Numéro du PCS - 419

LMR pour le chlorpyrifos appliquées par les États-Unis

Maintenue par: États-Unis d'Amérique
Soulevé par: Israël
Appuyé par: Équateur
Soulevée pour la première fois le: mars 2017 G/SPS/R/86 paras. 3.5-3.7
Soulevée ensuite le:
Nombre de fois soulevé par la suite: 0
Documents pertinents: G/SPS/N/USA/2912
Produits visés: 080300 Bananes, y compris les plantains, fraîches ou sèches.
Mot-clé (sujet) principal: Innocuité des produits alimentaires
Mots clés: Pesticides; Normes internationales/harmonisation; Santé des personnes; Innocuité des produits alimentaires
Statut: Non notifiée
Solution:
Date communiquée comme résolue:

Extraits des résumés de réunions du Comité SPS

En mars 2017, Israël a exprimé ses préoccupations concernant la proposition de règle des États Unis visant à supprimer les tolérances concernant les résidus de pesticides pour le chlorpyrifos. À la suite de la notification du texte proposé en novembre 2016 (G/SPS/N/USA/2912), Israël avait présenté des observations aux États Unis et discuté de la question dans diverses enceintes. Israël a expliqué que le chlorpyrifos était produit sur son territoire, utilisé sur quelque 20 cultures majeures exportées vers les États Unis et considéré comme un pesticide à large spectre efficace et rentable. Il était moins dommageable pour les insectes bénéfiques que d'autres pesticides et constituait une bonne option de rotation. De plus, pour plusieurs parasites importants, les cultivateurs avaient peu d'alternatives au chlorpyrifos, voire aucune alternative viable. Israël a indiqué que la décision des États Unis était fondée sur trois études menées dans des zones résidentielles où le chlorpyrifos était utilisé pour lutter contre les parasites à l'intérieur, ce qui pouvait entraîner des contacts main bouche, ainsi qu'une exposition cutanée ou par inhalation. D'après Israël, les résultats de ces études ne suggéraient pas que les LMR du Codex pertinentes (insecticide ID 17) n'étaient pas sûres pour les produits agricoles. Israël estimait que le non respect, par les États Unis, de la norme internationale existante n'était pas scientifiquement justifié. Les États Unis devaient élaborer des évaluations du risque individuelles concernant l'utilisation du chlorpyrifos pour chaque culture agricole concernée, en tenant compte de tous les éléments de preuve scientifiques et de l'objectif consistant à minimiser les répercussions négatives sur le commerce.

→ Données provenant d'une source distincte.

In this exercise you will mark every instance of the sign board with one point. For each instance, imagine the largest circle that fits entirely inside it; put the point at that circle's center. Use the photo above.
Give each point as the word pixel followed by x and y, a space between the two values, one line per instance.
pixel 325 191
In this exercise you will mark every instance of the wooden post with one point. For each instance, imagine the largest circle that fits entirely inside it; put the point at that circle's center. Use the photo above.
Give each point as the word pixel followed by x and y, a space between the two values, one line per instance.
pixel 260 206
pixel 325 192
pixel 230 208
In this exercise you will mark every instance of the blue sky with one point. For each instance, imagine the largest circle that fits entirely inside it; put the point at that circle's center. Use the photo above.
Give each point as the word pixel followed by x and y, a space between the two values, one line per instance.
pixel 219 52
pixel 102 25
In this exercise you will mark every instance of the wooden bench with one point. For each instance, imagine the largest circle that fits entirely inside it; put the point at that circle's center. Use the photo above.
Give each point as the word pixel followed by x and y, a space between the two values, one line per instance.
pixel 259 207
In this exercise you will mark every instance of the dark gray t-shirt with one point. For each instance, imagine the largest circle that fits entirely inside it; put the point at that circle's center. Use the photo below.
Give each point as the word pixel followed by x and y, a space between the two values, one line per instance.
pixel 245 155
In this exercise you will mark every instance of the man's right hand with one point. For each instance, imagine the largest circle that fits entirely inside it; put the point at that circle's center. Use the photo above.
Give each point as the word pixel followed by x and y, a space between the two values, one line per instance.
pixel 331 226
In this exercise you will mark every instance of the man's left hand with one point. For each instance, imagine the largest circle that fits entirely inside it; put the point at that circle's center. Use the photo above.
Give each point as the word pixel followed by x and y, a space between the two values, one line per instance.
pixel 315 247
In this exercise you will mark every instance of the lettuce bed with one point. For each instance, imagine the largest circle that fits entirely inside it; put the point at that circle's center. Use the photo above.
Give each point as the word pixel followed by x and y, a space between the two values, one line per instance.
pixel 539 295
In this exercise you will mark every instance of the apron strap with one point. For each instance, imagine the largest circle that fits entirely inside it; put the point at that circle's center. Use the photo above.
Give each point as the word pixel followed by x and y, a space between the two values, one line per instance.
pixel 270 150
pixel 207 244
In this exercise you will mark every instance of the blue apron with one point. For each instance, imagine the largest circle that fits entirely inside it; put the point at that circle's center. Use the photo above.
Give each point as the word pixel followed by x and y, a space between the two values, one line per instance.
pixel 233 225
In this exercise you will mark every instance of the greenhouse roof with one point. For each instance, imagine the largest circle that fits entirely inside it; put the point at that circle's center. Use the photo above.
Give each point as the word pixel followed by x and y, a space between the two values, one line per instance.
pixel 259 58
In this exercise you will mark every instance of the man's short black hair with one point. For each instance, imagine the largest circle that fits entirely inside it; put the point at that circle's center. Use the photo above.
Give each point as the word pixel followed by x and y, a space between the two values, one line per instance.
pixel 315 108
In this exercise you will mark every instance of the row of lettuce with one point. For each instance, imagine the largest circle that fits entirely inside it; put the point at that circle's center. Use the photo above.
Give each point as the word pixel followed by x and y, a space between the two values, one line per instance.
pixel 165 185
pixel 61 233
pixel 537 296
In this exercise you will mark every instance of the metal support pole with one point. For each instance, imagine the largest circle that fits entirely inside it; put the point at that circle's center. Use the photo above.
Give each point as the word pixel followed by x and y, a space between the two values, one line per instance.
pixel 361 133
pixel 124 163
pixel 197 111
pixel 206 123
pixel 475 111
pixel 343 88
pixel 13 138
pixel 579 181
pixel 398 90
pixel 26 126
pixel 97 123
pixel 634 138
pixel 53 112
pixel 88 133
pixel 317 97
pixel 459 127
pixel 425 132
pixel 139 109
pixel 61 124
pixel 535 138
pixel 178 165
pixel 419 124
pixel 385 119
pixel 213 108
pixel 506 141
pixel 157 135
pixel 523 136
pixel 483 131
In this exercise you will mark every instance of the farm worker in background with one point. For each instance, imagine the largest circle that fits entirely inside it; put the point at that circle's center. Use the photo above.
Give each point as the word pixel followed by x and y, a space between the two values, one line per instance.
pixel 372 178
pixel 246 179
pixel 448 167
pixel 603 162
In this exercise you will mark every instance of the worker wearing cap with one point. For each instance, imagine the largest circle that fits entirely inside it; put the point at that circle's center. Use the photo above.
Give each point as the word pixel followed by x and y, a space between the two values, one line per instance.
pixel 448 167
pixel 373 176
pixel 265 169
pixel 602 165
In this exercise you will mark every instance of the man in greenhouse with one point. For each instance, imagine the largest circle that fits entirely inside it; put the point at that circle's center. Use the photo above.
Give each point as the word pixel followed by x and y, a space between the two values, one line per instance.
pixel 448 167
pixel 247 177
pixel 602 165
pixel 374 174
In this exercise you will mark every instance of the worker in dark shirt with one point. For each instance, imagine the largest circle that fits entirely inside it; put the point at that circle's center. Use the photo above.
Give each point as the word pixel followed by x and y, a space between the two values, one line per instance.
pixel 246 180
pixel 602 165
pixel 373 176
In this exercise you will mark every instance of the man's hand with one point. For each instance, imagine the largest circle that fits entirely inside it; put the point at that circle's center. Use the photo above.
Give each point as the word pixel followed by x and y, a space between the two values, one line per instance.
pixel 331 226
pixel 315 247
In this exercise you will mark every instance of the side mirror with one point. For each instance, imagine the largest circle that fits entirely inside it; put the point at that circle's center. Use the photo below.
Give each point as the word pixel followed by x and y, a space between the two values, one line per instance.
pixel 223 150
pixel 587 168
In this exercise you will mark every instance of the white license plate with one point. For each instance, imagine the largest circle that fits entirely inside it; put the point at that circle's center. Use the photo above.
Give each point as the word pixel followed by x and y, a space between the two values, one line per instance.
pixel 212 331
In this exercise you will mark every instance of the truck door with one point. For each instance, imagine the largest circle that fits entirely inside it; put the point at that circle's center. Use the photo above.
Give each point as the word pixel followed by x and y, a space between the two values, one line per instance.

L'Équateur s'est fait l'écho des préoccupations exprimées par Israël, soulignant que le chlorpyrifos était énormément utilisé dans le monde entier et en Équateur depuis 1989 sur toute une gamme de cultures, y compris les bananes, qui étaient majoritairement exportées vers les États Unis. L'Équateur invitait les États Unis à justifier sur le plan scientifique leur mesure et à souligner les risques pour la santé des personnes, étant donné que la mesure semblait être fondée sur des études menées sur l'utilisation agricole du chlorpyrifos. L'Équateur a également demandé si les États Unis allaient entreprendre des évaluations du risque individuelles pour différents produits agricoles sur la base des normes du Codex. Enfin, l'Équateur s'est dit spécialement préoccupé par la date d'adoption du 31 mars 2017 et par les effets considérables que la mesure aurait sur les échanges.

Les États Unis ont confirmé que toutes les observations reçues seraient prises en considération par l'Agence pour la protection de l'environnement (EPA) dans la finalisation de la mesure projetée. Bien que les États Unis comprennent que de nombreuses observations invitent l'EPA à fonder ses limites maximales de résidus sur les normes du Codex, ils tenaient à rappeler le droit des Membres, compatible avec l'Accord SPS, à mener leurs propres évaluations du risque. Des renseignements supplémentaires sur les évaluations scientifiques utilisées étaient disponibles dans le document G/SPS/N/USA/2912.